Some people say it’s a sin to combine two perfectly fine foods that are great on their own together into one.
To them I say, better to reign in Hell than serve in Heaven.
I’m a sucker for a promotional food combo, a brand partnership, mounting up some mash potatoes to slide on my steak bite. I’m experimental in every sense of the word when it comes to dining. My mother made this delicious breakfast pizza that I wanted to share with world.
Pretty great, I know. I could eat breakfast all day- I’m the sole reason that Mcdanks made their breaky menu open after 10 or whatever it was. There are however, some food combos that don’t go well. Some that whoever made them, despite their hearts and bellies being in the right places, may have unintentionally created something sinister.
Here are a few food combos that I love, and some that deserve to be thrown directly in the trash.
The Pretzel Dog
I could sit here all night and talk about dog functionality, texture collaborations, and weiner pop to soft pretzel crunch ratios, but plain and simple the pretzel dog is a prime example of two icons being made into one. One of the most glorious features of the pretzel dog is that, possibly by design, a pretzel and a hot dog share common condiments- sturd, little cheeze wiz maybe. I prefer spicy sturd cause I’m a fiery guy like that.
Oh baby it’s that time of season. A Thanksgiving dinner all slumber together tucked in one beautiful Amorosa. I might tell my mother there’s no need to make a bird this year, WaWa’s got me covered- that way I can go buy a tin in peace without acting like I went to get gas at 11pm on a Tuesday.
This is a appetizer staple in bars and restaurants all across the Philly area–sorry to be exclusive those in my readership who hail from the south or the midwest because I know there are many. Cheggrolls are a delicious thing to snack on with a few Miller ltes and some good pals around you. Spicy ketchup? sure thing.
I get the idea. Everyone loves chocolate, everyone loves bacon. It’s not necessarily that it tastes bad, because it doesn’t. It just doesn’t taste good, and for you to be so caviler to combine those two things- it better knock my socks off. Perverted.

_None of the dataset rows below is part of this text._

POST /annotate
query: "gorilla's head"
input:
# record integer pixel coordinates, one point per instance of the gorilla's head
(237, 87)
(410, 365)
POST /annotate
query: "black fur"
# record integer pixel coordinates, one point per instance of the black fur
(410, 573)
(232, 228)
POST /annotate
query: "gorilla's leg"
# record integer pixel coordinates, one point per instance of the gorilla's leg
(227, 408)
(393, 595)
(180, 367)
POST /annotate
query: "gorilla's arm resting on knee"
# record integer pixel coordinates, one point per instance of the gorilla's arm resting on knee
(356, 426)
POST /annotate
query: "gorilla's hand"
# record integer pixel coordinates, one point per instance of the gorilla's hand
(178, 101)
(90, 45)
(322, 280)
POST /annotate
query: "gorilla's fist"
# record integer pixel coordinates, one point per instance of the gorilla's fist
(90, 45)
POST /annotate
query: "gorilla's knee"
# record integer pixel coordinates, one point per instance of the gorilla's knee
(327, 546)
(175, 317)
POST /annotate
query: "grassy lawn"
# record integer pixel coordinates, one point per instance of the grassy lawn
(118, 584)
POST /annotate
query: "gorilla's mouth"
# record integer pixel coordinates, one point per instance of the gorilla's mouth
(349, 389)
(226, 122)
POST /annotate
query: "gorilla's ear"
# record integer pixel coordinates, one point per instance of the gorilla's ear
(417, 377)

I will admit, I’ve never tasted this. But as many men my age scrolling though pictures of models on Instagram, I’ve traversed my way into the deepest and strangest depths of food porn. I’ve seen many people do demented things with flaming hot cheethos. This I have seen a few times and have always been astonished. I’m pretty sure the main objective of sushi is that it’s light and flavorful. It’s a disgrace to Japanese chefs who train for 40 years before they’re even allowed to serve sush. This is cultural appropriation on two separate levels.
If you eat a donut burger regularly I would suggest that you abruptly terminate your existence but it seems as though you’re already trying to. A burger with too many gimmicks is a burger that I’m not interested in. You ever see those 5 feet high burgers- how do you expect me to wrap my chompers around that thing. Lettuce, tomato, onion, pickle, bun-done.